All was dark about him. He thought he was in bed at home. He strove to turn over,—his bed was too short,—too narrow. In amazement he began to feel about him,—there were soft velvet cushions beneath him,—heavy wood carving on either side. His heart sprang into his mouth. He had fallen asleep in Hamlet's chair. Actors and audience were gone,—he wondered that the stir of the crowd had failed to wake him. The theatre was dark and deserted, the doors were locked, and beneath the walls lay perhaps the body of a dead man.
He started up trembling at the thought. The moon's pallid light fell through one of the lofty windows above the gallery and quivered in ghostly fashion upon the stage where erstwhile the filial Dane had hearkened to the hollow voice of the spectre of a murdered sire. The white glimmer gave wan and wavering glimpses of the scenery of this strange mimic world. Mountains loomed up in the clare-obscure. A painted galleon on a painted ocean was bravely sailing away, bound for nowhere.
Suddenly—was that a moving shadow among the motionless shadows? Ned stared hard at it. There was no mistake. The moonlight showed an indistinct figure advancing stealthily down the stage.
Far, far away a great clock struck one. The single tone, as it invaded the silence, had a weird abruptness. It sent a chill through Ned's heart. A superstitious terror had laid hold upon him. With starting eyes fixed upon the apparition, he shrank softly back into his hiding place.
CHAPTER III
The apparition advanced a few paces down the centre of the stage. As it stood there in the fainting shimmer of the moonbeams, its head stretched forth as if it scented the dawn, Ned could hear nothing but the tumultuous beating of his own heart.

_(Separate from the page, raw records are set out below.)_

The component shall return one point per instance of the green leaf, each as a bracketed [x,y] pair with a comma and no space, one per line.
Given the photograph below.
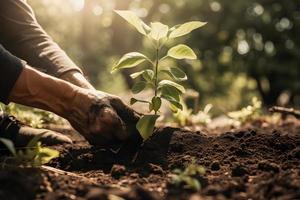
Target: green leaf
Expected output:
[137,74]
[158,31]
[173,101]
[133,101]
[9,145]
[130,60]
[171,91]
[45,155]
[146,125]
[186,28]
[172,84]
[34,141]
[182,51]
[156,103]
[176,73]
[138,87]
[134,20]
[148,75]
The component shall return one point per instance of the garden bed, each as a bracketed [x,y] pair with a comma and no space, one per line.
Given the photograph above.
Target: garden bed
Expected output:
[259,161]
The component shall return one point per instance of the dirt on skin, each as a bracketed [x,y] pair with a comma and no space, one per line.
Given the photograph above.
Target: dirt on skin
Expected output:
[258,161]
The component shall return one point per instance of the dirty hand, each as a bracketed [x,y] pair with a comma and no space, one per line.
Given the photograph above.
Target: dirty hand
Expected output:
[103,119]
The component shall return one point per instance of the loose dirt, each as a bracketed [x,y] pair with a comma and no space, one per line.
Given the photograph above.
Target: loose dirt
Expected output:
[257,161]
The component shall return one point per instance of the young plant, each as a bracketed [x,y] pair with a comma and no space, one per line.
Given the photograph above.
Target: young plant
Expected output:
[33,155]
[169,90]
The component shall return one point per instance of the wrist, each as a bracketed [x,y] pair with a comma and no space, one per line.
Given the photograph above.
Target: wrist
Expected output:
[76,78]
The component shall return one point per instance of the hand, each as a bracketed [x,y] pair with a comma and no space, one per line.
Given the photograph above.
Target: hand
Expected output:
[103,119]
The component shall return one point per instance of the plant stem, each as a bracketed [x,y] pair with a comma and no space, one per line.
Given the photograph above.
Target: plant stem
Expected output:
[156,74]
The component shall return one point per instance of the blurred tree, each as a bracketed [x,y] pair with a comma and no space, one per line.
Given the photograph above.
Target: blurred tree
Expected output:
[247,47]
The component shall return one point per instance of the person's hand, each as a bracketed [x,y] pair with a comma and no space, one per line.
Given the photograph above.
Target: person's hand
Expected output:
[103,119]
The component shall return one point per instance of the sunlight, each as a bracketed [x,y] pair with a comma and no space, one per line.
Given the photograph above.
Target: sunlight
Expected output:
[77,4]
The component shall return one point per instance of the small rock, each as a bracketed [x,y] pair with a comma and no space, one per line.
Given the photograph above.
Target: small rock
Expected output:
[268,166]
[155,169]
[239,134]
[96,194]
[215,166]
[117,171]
[238,171]
[295,153]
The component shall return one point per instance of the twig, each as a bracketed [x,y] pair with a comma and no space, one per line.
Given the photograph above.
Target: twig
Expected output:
[70,174]
[286,111]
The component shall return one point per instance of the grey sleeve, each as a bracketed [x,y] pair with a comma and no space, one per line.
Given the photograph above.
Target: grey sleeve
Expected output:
[21,34]
[10,69]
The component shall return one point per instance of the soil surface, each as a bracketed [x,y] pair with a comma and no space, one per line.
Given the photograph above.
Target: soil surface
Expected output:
[257,161]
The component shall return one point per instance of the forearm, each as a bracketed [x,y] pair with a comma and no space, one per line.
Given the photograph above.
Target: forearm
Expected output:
[36,89]
[22,35]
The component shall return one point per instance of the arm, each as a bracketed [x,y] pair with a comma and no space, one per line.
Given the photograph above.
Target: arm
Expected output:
[21,34]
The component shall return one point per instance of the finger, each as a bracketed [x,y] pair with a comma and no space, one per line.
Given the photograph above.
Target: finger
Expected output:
[106,125]
[124,111]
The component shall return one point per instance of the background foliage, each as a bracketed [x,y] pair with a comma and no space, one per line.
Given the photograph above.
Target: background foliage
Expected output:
[247,48]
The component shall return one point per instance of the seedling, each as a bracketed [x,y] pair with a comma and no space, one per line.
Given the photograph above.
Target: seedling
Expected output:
[189,178]
[33,154]
[168,89]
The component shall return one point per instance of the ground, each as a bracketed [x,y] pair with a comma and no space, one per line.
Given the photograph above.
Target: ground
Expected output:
[256,161]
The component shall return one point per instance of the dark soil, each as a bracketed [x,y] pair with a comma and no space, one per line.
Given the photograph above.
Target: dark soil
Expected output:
[260,161]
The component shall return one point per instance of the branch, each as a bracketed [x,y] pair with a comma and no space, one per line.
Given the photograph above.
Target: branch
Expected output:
[286,111]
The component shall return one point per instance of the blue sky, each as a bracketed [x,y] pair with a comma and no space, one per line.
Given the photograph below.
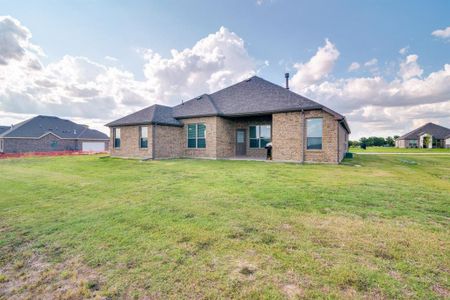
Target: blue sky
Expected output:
[276,34]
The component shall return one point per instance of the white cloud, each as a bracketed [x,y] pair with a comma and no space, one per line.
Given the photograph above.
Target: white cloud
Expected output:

The figure paused thus only for a moment. Then it leaped into the air and cut a wiry caper.
To people more conversant with the traditional manners and customs of ghosts this might seem so gross a departure from spectral etiquette as to induce doubt of the genuineness of the manifestation. But to the boy the grotesque gesture seemed horribly uncanny. He sprang from his seat—his limbs failed him and he sank back; he sought to scream—not a sound came from his dry and parched lips.